As we have highlighted in numerous previous articles, a large body of evidence shows beyond doubt that greater muscular strength is generally associated with superior performance across virtually every sport(1-4). Stronger muscles can develop more speed and power, are more resilient against injury and can produce force more efficiently (ie with less oxygen use) during sub-maximal endurance exercise. Strength training therefore is (or should be) a vital component of every athlete’s training program!
In order to build, improve or maintain strength, muscular overload is necessary in any strength and conditioning protocol. To do this requires the application of external resistance or loading, and there are many ways to achieve this – eg free weights, machine weights, hydraulic or inertial systems, elastic bands and springs, bodyweight exercise etc. Regardless of the actual method used to apply resistance, that applied resistance can be categorized as follows:
· Isotonic – muscles work against constant weight/loading (eg lifting free weights or using machine weights).
· Isometric – muscles work at a constant (fixed) position regardless of load (eg core strengthening exercises such as holding a static plank position).
· Isokinetic – muscles work at a constant velocity regardless of load. No matter how hard you exert force, the speed of movement of the muscle being used remains the same.
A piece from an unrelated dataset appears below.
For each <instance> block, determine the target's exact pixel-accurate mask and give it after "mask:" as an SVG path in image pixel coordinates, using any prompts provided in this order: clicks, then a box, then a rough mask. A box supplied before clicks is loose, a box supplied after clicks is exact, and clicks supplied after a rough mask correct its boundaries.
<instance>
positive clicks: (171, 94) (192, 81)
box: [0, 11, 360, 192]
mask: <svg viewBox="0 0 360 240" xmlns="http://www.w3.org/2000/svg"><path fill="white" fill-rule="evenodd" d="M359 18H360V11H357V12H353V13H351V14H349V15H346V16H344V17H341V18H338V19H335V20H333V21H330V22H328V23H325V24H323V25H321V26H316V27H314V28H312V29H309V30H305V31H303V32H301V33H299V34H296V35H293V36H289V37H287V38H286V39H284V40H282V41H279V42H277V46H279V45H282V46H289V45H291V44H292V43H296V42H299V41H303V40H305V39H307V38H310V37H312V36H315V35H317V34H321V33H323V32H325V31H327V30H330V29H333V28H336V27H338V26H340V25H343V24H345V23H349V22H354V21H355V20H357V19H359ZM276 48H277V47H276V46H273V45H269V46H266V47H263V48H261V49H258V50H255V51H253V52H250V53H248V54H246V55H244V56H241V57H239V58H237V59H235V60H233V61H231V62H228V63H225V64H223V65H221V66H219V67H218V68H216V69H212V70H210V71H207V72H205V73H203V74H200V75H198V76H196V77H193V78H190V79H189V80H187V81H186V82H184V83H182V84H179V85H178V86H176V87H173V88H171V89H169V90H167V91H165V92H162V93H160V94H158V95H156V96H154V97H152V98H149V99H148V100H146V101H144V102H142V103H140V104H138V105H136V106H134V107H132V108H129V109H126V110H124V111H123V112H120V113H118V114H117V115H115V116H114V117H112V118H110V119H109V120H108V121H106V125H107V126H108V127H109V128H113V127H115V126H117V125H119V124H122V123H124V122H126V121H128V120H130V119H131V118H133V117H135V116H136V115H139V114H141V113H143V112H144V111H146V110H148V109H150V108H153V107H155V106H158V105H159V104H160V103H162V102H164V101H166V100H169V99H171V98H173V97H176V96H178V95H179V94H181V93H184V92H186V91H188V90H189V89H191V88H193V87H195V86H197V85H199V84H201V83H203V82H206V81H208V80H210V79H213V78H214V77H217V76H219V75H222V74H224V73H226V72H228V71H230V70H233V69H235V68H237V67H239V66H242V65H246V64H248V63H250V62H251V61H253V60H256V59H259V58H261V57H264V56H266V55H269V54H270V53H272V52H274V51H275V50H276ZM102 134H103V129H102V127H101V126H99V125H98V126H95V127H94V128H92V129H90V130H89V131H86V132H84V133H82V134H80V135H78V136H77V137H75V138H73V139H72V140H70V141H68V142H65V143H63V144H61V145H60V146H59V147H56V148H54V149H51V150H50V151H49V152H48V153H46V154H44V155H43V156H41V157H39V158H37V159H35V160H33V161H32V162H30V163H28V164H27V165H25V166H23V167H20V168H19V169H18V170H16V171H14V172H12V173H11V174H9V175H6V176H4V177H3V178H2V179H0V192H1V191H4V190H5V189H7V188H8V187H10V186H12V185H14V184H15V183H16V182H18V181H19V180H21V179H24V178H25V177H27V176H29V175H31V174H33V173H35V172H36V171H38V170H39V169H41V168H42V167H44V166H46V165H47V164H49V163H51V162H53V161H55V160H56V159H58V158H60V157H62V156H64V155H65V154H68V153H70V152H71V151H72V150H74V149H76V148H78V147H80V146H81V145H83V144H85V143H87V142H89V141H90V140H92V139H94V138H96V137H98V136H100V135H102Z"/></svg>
In most strength and conditioning settings, isotonic loading is employed thanks to the ubiquitous use of free and machine weights, which are conveniently adjusted and relatively inexpensive. However, in theory at least, isokinetic (sometimes called ‘isovelocity’) training devices offer some distinct advantages. In particular, isokinetic training allows maximum tension and loading to be applied to a muscle at all points through its range of motion; this is in contrast to conventional resistance (isotonic training), where the loading has to be chosen for a particular range of motion, meaning that at other points in the movement, the loading is less than optimal. An example of this is biceps curls, where, due to the physics of levers and muscle architecture, the muscles can exert high levels of force in the 60-120 degree range, but far less above and below this movement range (see figure 1).